Then the inverse of $\boldsymbol{A}$ can be found by

$$ \boldsymbol{A}^{-1} = \frac{1}{|\boldsymbol{A}|}\boldsymbol{A}^* $$

Using the same example above, we have

$$ \begin{aligned} |\boldsymbol{A}| &= 0 \times (-1)^{3+1} \left| \begin{pmatrix} 2 & 3 \\ 4 & 5 \end{pmatrix} \right| + 1 \times (-1)^{3+2} \left| \begin{pmatrix} 1 & 3 \\ 2 & 5 \end{pmatrix} \right| + 6 \times (-1)^{3+3} \left| \begin{pmatrix} 1 & 2 \\ 2 & 4 \end{pmatrix} \right| \\ &= -1 \times (-1) + 6 \times 0 \\ &= 1 \end{aligned} $$

So the inverse of $\boldsymbol{A}$ is just $\boldsymbol{A}^*$ in this case.

Properties of matrix inverse

  1. $|\boldsymbol{A}^{-1}| = \frac{1}{|\boldsymbol{A}|}$.

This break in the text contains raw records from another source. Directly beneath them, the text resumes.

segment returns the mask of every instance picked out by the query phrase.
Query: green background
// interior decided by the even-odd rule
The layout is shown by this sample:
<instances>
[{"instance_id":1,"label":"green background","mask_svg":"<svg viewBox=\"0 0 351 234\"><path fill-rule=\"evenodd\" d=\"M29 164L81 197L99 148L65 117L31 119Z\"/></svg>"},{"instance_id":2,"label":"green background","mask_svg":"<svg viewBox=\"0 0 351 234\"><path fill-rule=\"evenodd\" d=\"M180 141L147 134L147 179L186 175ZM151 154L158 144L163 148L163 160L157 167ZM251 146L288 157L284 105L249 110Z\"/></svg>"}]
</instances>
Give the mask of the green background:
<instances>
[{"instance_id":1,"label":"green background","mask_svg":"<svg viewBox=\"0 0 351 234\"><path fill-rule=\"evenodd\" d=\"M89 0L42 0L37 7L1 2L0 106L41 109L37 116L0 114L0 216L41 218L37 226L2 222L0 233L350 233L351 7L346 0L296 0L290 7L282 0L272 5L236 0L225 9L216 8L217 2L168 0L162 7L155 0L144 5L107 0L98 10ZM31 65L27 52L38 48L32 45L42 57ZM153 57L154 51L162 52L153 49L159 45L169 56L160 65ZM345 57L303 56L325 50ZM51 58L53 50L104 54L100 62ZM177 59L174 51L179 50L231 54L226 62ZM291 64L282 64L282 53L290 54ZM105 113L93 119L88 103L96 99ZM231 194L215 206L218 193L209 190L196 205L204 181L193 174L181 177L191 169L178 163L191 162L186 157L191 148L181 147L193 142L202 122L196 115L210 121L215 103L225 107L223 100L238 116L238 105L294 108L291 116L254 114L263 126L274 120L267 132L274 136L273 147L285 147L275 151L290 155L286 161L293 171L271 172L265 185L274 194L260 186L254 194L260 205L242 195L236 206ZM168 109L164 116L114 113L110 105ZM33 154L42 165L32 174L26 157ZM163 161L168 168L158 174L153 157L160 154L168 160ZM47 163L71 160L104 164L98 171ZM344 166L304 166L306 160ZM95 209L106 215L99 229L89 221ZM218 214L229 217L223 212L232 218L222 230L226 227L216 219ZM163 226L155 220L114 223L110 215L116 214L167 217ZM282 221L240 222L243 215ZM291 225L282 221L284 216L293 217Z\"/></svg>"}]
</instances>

    Since $\boldsymbol{AA}^{-1} = \boldsymbol{I}$,

    $$ |\boldsymbol{AA}^{-1}| = |\boldsymbol{A}| |\boldsymbol{A}^{-1}| = 1 $$

    Since $|\boldsymbol{A}| \neq 0$, we have

    $$ |\boldsymbol{A}^{-1}| = \frac{1}{|\boldsymbol{A}|} = |\boldsymbol{A}|^{-1} $$

  2. If $\boldsymbol{A}$ is non-singular and symmetric, $\boldsymbol{A}^{-1}$ is also non-singular and symmetric, i.e. $(\boldsymbol{A}^{-1})’ = \boldsymbol{A}^{-1}$.

    Again since $\boldsymbol{AA}^{-1} = \boldsymbol{I}$, if we take the transpose of both sides:

    $$ \left(\boldsymbol{AA}^{-1} \right)’ = \boldsymbol{I} = (\boldsymbol{A}^{-1})’\boldsymbol{A}’ = (\boldsymbol{A}^{-1})’\boldsymbol{A} $$

    Thus we have $(\boldsymbol{A}^{-1})’ = \boldsymbol{A}^{-1}$. As the inverse matrix is unique, it must be the same inverse that we started with.

  3. $(a\boldsymbol{I}_n + b \boldsymbol{J}_n)^{-1} = \frac{1}{a} \left(\boldsymbol{I}_n - \frac{b}{a + nb}\boldsymbol{J}_n \right)$. If $a=0$, the matrix is singular and the inverse doesn’t exist. The proof for this is trivial, but it’s a very important equation that’s frequently used in statistical analyses such as time series analysis.

    Note that the inverse also has a structure of $c\boldsymbol{I} + d\boldsymbol{J}$.

  4. $(\boldsymbol{A} + \boldsymbol{CBD})^{-1} = \boldsymbol{A}^{-1} - \boldsymbol{A}^{-1}\boldsymbol{C}(\boldsymbol{B}^{-1} + \boldsymbol{DA}^{-1}\boldsymbol{C})^{-1}\boldsymbol{DA}^{-1}$, assuming all inverses exist. Some special cases for this are:

    1. $(\boldsymbol{A} + \boldsymbol{B})^{-1} = \boldsymbol{A}^{-1} - \boldsymbol{A}^{-1}(\boldsymbol{B}^{-1} + \boldsymbol{A}^{-1})^{-1}\boldsymbol{A}^{-1}$. This is also equal to $\boldsymbol{B}^{-1} - \boldsymbol{B}^{-1}(\boldsymbol{A}^{-1} + \boldsymbol{B}^{-1})^{-1}\boldsymbol{B}^{-1}$.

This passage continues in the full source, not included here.